Docker & Containerization

INFO 153B/253B: Backend Web Architecture

Week 5

 

Kay Ashaolu - Instructor

Suk Min Hwang - GSI

Today's Agenda

  • Part 1: Prep Work Recap - Docker basics check-in
  • Part 2: Containers vs VMs - Why containers won
  • Part 3: Images & Layers - How Docker builds efficiently
  • Part 4: Dockerfile Deep Dive - Every command explained
  • Part 5: docker-compose - Multi-container development
  • Demo: Dockerize a Flask App (5 min)
  • In-Class Exploration: Containerize a Product API (45 min)

Part 1: Prep Work Recap

Quick check-in on O'Reilly Chapter 4

What You Learned in Prep

  • Containers vs VMs: Lighter weight, share OS kernel
  • Images: Blueprints for containers (read-only)
  • Containers: Running instances of images
  • Dockerfile: Recipe for building images
  • docker-compose: Run multiple containers together
Key insight: Docker packages your app WITH its environment. "It works on my machine" becomes "It works everywhere."

The Problem Docker Solves

  • Developer laptop: Python 3.11, Flask 3.0, macOS
  • Server: Python 3.9, Flask 2.0, Ubuntu
  • Result: "It works on my machine!" (but crashes in production)
The real world: Different team members have different OS versions, different Python versions, different installed packages. Docker makes this problem disappear.

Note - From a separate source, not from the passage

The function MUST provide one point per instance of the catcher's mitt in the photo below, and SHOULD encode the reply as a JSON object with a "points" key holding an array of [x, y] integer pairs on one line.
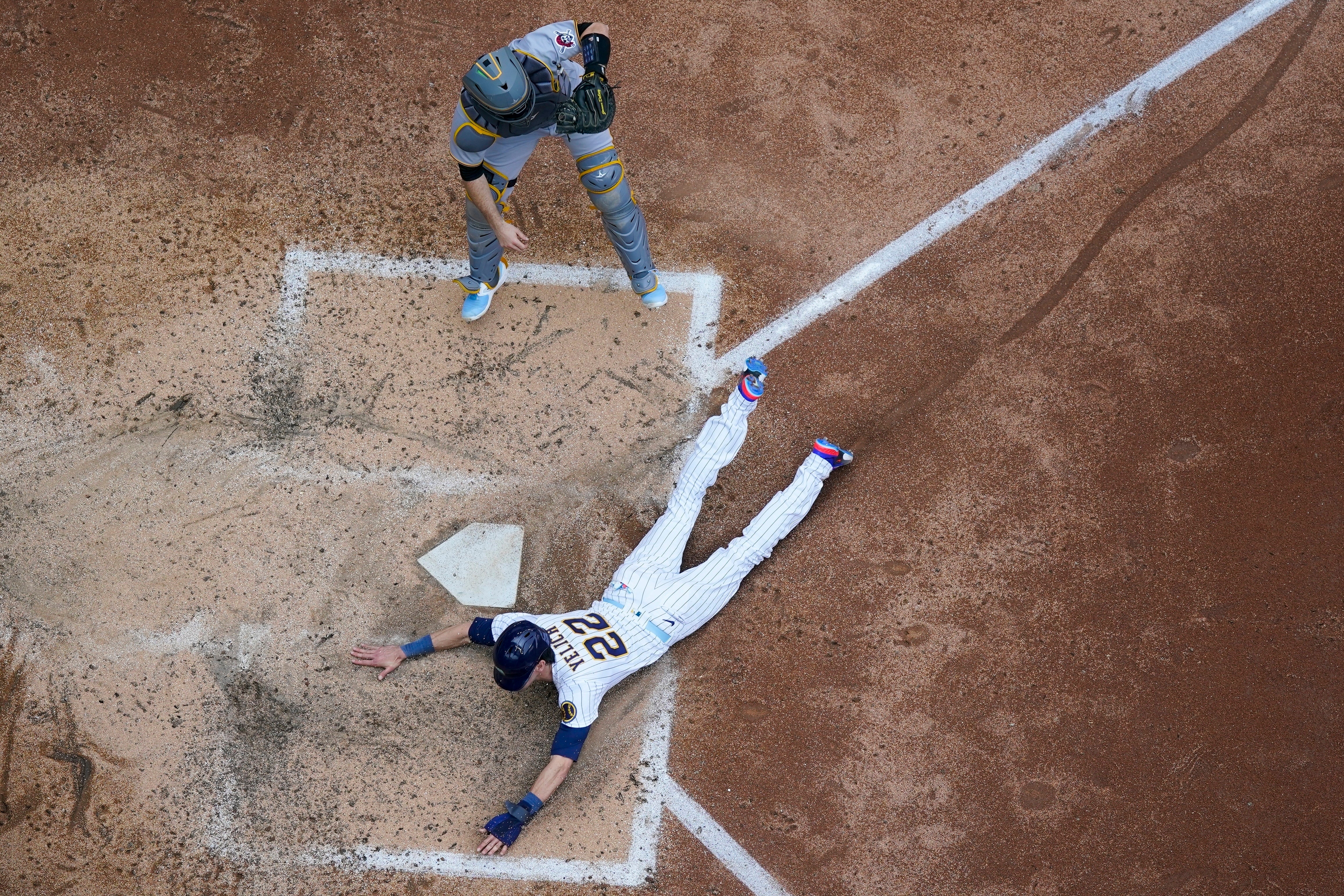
{"points": [[591, 109]]}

Quick Check: Docker Vocabulary

TermDefinitionAnalogy
ImageRead-only template with your appRecipe / Blueprint
ContainerRunning instance of an imageCooked meal / Building
DockerfileInstructions to build an imageRecipe steps
RegistryStorage for images (Docker Hub)Recipe book
  • You build images from Dockerfiles
  • You run containers from images
  • You push/pull images to/from registries

Quick Check: Basic Commands

# Build an image from Dockerfile
docker build -t my-flask-app .

# Run a container from an image
docker run -p 5000:5000 my-flask-app

# List running containers
docker ps

# Stop a container
docker stop <container_id>

# List all images
docker images
  • -t tags (names) the image
  • -p maps ports (host:container)
  • . means use current directory's Dockerfile

Prep Recap: Key Takeaways

  • Docker solves: "Works on my machine" problem
  • Images are blueprints: Built once, run anywhere
  • Containers are isolated: Don't affect host system
  • Dockerfile is the recipe: FROM, COPY, RUN, CMD
The connection: Last week you built Flask APIs that run locally. This week: package them to run anywhere.

Part 2: Containers vs VMs

Why containers won

Virtual Machines: The Old Way

How VMs Work

  • Full OS for each application
  • Hypervisor manages VMs
  • Complete isolation
  • Heavy: GBs of overhead

VM Stack

+-------+ +-------+ +-------+
| App 1 | | App 2 | | App 3 |
+-------+ +-------+ +-------+
| Guest | | Guest | | Guest |
|  OS   | |  OS   | |  OS   |
+-------+-+-------+-+-------+
|       Hypervisor          |
+---------------------------+
|        Host OS            |
+---------------------------+
|        Hardware           |
+---------------------------+

Containers: The Modern Way

How Containers Work

  • Share host OS kernel
  • Docker daemon manages
  • Process-level isolation
  • Light: MBs of overhead

Container Stack

+-------+ +-------+ +-------+
| App 1 | | App 2 | | App 3 |
+-------+-+-------+-+-------+
|     Docker Engine         |
+---------------------------+
|        Host OS            |
+---------------------------+
|        Hardware           |
+---------------------------+
Key difference: No Guest OS layer! Apps share the host kernel.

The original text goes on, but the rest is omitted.